Acute Cystitis at Risk of Complications

In cases of acute cystitis with potential complications, a urine culture is mandated. The preferred approach is deferred treatment based on the antibiogram, and the recommended lines of treatment include:

  • 1st Line: Amoxicillin: 1 g three times a day for 7 days.
  • 2nd Line: Pivmecillinam: 400 mg twice daily for 7 days.
  • 3rd Line: Nitrofurantoin: 100 mg three times daily for 7 days (contraindicated in cases of renal insufficiency with a low GFR).

Management of Recurrent Acute Cystitis

Attention is drawn to restrictions on the use of fluoroquinolones, which should not be utilized in the prevention of recurrent lower urinary tract infections. This ensures a more judicious use of antibiotics in recurrent cases.

Benefits of Updated Antibiotic Guidelines

  • Enhanced Patient Safety: By specifying maximum dosages and alternatives for penicillin allergies, these guidelines enhance the safety of antibiotic treatments.
  • Reduced Antibiotic Resistance: The current recommendations help minimize the unnecessary use of broad-spectrum antibiotics, thereby tackling antibiotic resistance.
  • Improved Treatment Efficacy: The focus on culture-directed therapy allows for more effective and customized treatment plans based on individual patient needs.

Practical Tips for Healthcare Providers

  1. Always confirm patient allergies before prescribing antibiotics.
  2. Utilize urine tests to guide the treatment of cystitis effectively.
  3. Educate patients on the importance of full course compliance to reduce the risk of resistance.
  4. Stay updated on guidelines from reputable sources, such as HAS.

Case Study: Successful Management of Pediatric Impetigo

A recent case involved a 7-year-old diagnosed with impetigo who presented with pustules and crusting. Following the updated guidelines, the child was prescribed amoxicillin-clavulanic acid at the appropriate dose.

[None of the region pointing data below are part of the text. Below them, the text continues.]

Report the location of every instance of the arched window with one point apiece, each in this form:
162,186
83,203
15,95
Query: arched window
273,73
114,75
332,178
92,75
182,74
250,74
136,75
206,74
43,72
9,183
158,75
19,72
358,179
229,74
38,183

After 7 days of treatment, the patient’s symptoms improved significantly, demonstrating the effectiveness of adhering to updated protocols.

First-Hand Experience: Insights from a Healthcare Professional

Dr. Jane Smith, a pediatrician, shares, “Keeping up with the latest guidelines has been crucial in my practice. The replacement of older antibiotics with more effective options has improved treatment outcomes. It’s important to remain flexible and informed to provide the best care possible.” This underscores the necessity for healthcare professionals to stay current with treatment protocols.